La instrumentalización de los animales en la ciencia
Los hombres nos hemos servido desde siempre del resto de los animales como instrumentos para satisfacer nuestras más diversas necesidades, tales como las de alimentarnos, vestirnos, vivir conforme a nuestras eventuales creencias religiosas o incluso expresarnos artísticamente, por poner solo algunos ejemplos.
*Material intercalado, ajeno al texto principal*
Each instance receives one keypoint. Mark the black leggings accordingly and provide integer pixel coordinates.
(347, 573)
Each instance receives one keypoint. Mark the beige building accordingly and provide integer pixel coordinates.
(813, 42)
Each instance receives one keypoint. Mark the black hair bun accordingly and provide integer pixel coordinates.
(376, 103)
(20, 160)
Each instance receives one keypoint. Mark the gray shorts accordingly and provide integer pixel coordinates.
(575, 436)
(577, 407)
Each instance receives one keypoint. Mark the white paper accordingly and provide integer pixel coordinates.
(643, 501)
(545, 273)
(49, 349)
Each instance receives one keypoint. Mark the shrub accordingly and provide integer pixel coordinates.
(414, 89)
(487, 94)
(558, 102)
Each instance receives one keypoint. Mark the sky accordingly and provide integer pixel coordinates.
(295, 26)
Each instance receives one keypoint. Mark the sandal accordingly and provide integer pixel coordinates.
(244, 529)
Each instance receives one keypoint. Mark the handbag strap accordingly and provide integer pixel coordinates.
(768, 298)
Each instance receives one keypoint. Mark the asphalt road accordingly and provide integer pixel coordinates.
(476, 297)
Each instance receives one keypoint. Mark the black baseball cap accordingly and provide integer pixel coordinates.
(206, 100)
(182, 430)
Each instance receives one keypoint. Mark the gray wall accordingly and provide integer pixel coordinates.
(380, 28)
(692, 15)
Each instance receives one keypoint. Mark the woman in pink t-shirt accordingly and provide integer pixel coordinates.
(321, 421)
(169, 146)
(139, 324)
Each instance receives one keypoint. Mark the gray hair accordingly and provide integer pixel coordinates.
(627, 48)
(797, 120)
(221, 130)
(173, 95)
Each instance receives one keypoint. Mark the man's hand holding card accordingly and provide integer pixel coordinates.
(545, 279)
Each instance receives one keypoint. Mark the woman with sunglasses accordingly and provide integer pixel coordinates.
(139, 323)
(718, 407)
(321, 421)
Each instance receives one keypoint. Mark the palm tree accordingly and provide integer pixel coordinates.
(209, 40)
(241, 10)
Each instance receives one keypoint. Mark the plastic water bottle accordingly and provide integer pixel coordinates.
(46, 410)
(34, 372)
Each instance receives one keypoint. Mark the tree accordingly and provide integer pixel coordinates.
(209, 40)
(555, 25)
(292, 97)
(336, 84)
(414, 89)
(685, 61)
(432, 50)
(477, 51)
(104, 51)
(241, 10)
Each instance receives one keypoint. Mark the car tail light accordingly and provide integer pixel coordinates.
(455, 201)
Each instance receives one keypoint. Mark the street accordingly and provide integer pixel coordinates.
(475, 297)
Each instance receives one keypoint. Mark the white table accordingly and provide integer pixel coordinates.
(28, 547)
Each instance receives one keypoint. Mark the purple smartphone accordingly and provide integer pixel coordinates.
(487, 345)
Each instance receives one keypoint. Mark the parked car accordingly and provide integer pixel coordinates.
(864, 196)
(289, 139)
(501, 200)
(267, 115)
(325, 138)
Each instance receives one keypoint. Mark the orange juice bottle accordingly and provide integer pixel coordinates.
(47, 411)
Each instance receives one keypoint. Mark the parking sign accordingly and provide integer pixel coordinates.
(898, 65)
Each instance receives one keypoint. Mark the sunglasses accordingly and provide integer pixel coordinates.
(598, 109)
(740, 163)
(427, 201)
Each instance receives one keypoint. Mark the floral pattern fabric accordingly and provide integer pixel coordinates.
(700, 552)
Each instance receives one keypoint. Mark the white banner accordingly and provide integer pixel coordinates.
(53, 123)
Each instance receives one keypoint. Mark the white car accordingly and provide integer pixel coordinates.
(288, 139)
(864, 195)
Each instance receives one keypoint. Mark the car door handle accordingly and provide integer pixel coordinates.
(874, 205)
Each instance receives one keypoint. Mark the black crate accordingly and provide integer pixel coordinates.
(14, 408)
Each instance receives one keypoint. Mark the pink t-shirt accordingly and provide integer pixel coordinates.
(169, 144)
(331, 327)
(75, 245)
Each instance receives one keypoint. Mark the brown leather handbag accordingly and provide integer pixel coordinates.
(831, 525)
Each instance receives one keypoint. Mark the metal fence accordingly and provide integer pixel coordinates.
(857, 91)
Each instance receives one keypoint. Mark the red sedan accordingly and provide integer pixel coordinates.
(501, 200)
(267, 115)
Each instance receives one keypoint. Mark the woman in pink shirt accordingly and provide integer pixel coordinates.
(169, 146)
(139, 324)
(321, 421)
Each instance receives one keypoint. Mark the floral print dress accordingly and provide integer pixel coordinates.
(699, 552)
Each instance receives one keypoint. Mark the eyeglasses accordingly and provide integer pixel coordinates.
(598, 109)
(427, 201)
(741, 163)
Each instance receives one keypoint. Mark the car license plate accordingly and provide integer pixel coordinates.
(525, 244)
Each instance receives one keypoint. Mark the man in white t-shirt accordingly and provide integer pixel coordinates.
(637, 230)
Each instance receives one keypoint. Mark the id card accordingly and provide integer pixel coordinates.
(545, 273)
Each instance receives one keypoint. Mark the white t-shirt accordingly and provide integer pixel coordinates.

El mundo de la ciencia no representa una excepción. También los científicos han utilizado profusamente animales, principalmente para realizar experimentos con ellos. Experimentar con animales consiste en provocarles una alteración en su cuerpo o en su entorno y observar empíricamente cuáles son las consecuencias del cambio con una finalidad cognoscitiva, para adquirir conocimientos, a los que luego normalmente se les pueden dar diversas aplicaciones, algunas muy útiles.
«En ámbitos como la medicina y la farmacología, los experimentos con animales tienen una enorme relevancia, hasta el punto de que en ocasiones su realización viene impuesta por el ordenamiento jurídico»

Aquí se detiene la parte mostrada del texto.